Comments on Faculty of Language: Scientific Publishing in a Modern World: A Thought Experiment

@Ewan: What sort of observational data do you thin...

2016-09-02T17:48:39.233-07:00

@Ewan: What sort of observational data do you think would be useful? I'm having a hard time imagining how you could collect such data. In order to do so, it seems like you would already have to have some amount of buy-in from institutions for the system you wanted to collect data about so that you could have some people actually using the system and then see how it works for the two things you mentioned above: "getting good quality science" and "performance evaluations for giving out money and jobs".

I don't see that as likely. Unless you have in mind some other way of setting up a small set of users to test run the system. But then I think the results would be biased toward showing the new system to be abysmal because universities/institutions wouldn't have yet bought into the system and so it wouldn't work well for the "performance evaluations for giving out money and jobs" part.

I think Thomas is right about this that in order to have some sort of paradigm shift, we need slow change that incrementally builds on how things currently are.

@Thomas: Thanks for this post! I generally like the system you sketch, though I'd like to see a better thought-out solution to the problem of double-blind review that Brooke raised.

And I also think some of these things will be really hard to work toward. As you said, moving towards plain-text authored manuscripts and version control is a really high bar to begin with. Key signing stuff would definitely need a GUI.

I do think some of the other things could be slowly implemented as you said. One other possible place to start, too, is with Lingbuzz. Sometime sort of recently, there were some rumblings about trying to do something since the Lingbuzz servers always seem to be down. Perhaps that could be a jumping off point, especially since Lingbuzz already has some sort of versioning built into it. (Though these rumblings have died down for various reasons.)

If anyone is interested in trying to take some concrete steps towards something like what Thomas sketched (or something else), I'd be really interested in collaborating/helping out. I think this is a huge problem that really needs to be addressed.

I'm not sure that any of these options are goo...

2016-09-02T17:24:41.094-07:00

I'm not sure that any of these options are good answers to Brooke's question about double-blind review. The main problem, I think, is that it's not at all clear when would be the appropriate time to reveal that you were the author of a paper. In the current system, there's a very clear time when this happens. And after this point, once the paper has been accepted, there's not as much harm that can be done by (sub)conscious gender/race/etc bias. You have a line that you can put on your CV that contains a prestigious-sounding name like Linguistic Inquiry.

On the other hand, in the system you sketch, there's not a clear point at which a paper has been accepted/published. Say reviewing network X reviews the paper and gives you a good review and a "like". This boosts your paper's rating because likes from reviewing networks are rated highly. Wanting to get credit for this paper, you decide to reveal your authorship.
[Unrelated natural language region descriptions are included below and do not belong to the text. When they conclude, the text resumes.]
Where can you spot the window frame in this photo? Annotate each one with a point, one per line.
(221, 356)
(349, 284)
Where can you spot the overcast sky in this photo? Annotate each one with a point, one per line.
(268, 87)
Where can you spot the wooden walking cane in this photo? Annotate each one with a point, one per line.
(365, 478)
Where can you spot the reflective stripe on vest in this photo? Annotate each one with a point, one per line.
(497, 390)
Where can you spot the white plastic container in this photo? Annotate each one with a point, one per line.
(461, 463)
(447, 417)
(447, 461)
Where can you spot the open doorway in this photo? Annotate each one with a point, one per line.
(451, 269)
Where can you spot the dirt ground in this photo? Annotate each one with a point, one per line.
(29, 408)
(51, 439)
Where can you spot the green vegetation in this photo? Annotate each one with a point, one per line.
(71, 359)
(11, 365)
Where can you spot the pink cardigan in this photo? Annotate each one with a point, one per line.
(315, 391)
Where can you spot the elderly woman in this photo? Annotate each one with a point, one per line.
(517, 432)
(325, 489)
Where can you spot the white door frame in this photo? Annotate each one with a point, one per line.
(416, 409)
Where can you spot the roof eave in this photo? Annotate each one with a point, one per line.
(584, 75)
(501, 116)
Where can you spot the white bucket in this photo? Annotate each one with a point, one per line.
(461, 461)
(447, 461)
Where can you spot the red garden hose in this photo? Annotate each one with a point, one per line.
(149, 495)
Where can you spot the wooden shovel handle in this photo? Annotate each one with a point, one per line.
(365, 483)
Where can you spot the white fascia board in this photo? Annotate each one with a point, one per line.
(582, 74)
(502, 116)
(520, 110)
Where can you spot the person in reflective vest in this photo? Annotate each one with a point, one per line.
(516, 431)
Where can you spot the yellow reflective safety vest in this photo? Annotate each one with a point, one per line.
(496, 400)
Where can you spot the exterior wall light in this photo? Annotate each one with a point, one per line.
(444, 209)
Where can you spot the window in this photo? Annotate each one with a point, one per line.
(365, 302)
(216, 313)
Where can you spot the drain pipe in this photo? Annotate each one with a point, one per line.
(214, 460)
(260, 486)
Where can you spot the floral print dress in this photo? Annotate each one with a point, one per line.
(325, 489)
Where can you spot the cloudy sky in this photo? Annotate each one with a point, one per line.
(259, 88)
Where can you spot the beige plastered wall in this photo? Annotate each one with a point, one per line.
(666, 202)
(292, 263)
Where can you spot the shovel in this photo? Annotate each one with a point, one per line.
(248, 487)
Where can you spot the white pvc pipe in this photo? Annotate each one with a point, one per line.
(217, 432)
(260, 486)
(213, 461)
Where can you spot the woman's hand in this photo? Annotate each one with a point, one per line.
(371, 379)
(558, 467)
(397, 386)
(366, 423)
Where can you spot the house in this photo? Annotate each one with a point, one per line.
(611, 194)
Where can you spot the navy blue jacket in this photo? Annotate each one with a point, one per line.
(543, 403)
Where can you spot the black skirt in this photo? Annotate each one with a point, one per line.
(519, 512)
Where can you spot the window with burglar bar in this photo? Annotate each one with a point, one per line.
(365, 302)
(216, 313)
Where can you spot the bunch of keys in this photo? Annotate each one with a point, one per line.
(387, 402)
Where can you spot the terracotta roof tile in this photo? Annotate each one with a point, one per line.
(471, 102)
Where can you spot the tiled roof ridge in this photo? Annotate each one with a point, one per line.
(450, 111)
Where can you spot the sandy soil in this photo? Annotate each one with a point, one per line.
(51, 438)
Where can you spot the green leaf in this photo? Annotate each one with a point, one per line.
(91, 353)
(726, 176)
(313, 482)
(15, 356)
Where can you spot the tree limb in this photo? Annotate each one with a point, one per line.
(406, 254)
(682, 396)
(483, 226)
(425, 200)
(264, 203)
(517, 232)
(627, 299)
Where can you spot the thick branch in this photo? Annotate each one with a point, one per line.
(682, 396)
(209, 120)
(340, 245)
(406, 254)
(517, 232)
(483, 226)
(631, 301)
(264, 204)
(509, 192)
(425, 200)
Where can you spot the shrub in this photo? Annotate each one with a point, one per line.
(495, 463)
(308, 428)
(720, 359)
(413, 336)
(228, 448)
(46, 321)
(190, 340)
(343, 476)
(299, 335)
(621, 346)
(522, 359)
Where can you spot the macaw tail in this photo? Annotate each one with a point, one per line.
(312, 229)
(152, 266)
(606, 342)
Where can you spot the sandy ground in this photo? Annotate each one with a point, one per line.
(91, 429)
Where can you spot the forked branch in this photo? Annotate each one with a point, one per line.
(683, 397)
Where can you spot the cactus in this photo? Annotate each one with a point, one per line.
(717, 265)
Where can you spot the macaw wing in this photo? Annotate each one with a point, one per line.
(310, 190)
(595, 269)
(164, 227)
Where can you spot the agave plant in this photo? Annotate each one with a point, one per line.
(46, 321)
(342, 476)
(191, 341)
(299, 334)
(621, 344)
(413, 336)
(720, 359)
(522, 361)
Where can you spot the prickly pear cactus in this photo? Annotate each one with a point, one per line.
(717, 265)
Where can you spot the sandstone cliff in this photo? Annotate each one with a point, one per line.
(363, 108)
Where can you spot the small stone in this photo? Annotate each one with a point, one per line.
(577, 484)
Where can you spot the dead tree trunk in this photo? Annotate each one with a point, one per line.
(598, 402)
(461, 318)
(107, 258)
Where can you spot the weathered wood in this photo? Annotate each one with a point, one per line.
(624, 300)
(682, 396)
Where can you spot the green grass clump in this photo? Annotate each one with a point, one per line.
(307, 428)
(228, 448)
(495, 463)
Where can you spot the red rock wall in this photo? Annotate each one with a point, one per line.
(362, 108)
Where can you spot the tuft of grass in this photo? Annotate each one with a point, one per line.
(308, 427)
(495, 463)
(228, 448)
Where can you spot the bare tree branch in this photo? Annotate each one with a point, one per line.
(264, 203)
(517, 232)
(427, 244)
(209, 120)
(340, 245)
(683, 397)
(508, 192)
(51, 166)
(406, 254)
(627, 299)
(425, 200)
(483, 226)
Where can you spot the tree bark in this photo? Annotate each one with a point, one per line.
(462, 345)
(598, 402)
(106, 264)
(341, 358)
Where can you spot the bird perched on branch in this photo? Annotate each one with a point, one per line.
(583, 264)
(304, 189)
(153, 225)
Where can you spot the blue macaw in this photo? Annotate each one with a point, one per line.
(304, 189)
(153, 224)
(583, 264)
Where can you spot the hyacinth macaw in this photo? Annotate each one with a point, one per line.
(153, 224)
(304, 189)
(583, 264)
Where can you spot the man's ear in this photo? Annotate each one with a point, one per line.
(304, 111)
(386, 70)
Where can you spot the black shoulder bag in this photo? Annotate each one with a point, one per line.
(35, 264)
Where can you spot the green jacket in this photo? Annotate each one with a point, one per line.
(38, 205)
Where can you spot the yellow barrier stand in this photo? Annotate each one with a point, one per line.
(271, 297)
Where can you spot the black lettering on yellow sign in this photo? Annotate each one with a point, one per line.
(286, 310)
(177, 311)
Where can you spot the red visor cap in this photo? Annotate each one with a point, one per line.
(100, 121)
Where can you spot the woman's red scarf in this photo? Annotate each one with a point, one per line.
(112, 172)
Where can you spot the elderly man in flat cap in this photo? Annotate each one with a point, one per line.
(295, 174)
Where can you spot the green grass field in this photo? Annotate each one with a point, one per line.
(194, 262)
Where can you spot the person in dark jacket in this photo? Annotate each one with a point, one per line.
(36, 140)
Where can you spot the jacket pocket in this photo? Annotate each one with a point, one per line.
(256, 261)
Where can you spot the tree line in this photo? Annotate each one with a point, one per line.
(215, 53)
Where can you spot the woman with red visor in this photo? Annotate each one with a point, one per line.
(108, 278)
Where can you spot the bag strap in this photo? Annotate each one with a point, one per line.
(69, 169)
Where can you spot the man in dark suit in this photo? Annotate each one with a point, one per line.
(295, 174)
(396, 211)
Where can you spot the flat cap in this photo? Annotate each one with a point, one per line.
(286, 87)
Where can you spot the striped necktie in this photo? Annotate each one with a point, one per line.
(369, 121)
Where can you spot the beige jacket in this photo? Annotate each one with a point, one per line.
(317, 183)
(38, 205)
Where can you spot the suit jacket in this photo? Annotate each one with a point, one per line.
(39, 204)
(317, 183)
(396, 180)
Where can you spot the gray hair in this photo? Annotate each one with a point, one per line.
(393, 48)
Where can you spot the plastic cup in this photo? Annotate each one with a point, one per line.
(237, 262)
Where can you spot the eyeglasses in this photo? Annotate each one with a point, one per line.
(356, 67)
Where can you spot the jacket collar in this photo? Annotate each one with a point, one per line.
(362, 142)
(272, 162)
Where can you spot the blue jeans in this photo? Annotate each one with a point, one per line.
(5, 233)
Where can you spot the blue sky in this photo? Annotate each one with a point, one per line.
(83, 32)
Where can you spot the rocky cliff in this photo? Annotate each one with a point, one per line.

After this, another reviewing network Y reviews your paper and because of (sub)conscious bias, they give you a negative rating and a "dislike". Say this then happens again with network Z.

Your paper is now rated very poorly because the weightings from the negative reviews of networks Y and Z greatly outweigh the one positive rating from network X.

I think it's important to think of a good way to address this issue since this really seems to still be a problem (e.g., here). One off-the-cuff thought is that perhaps a restriction could be implemented such that there could only be one review from one reviewing network in any given field. Off the top of my head, I'm not exactly sure how you would implement this technically, but perhaps it could be something that is just generally agreed upon by everyone. Or someone smarter than me could think of a way to implement it technically. :p

But this would then give you a clear point at which it makes sense to reveal your authorship of a paper.

Actual roll-out would require a slow, incremental ...

2016-08-01T16:23:14.917-07:00

Actual roll-out would require a slow, incremental phase-in that starts out as an extension of the current system and keeps growing in functionality until it is the dominant force in the market, at which point backwards compatibility to the old model can be slowly phased out over 10 or 20 years.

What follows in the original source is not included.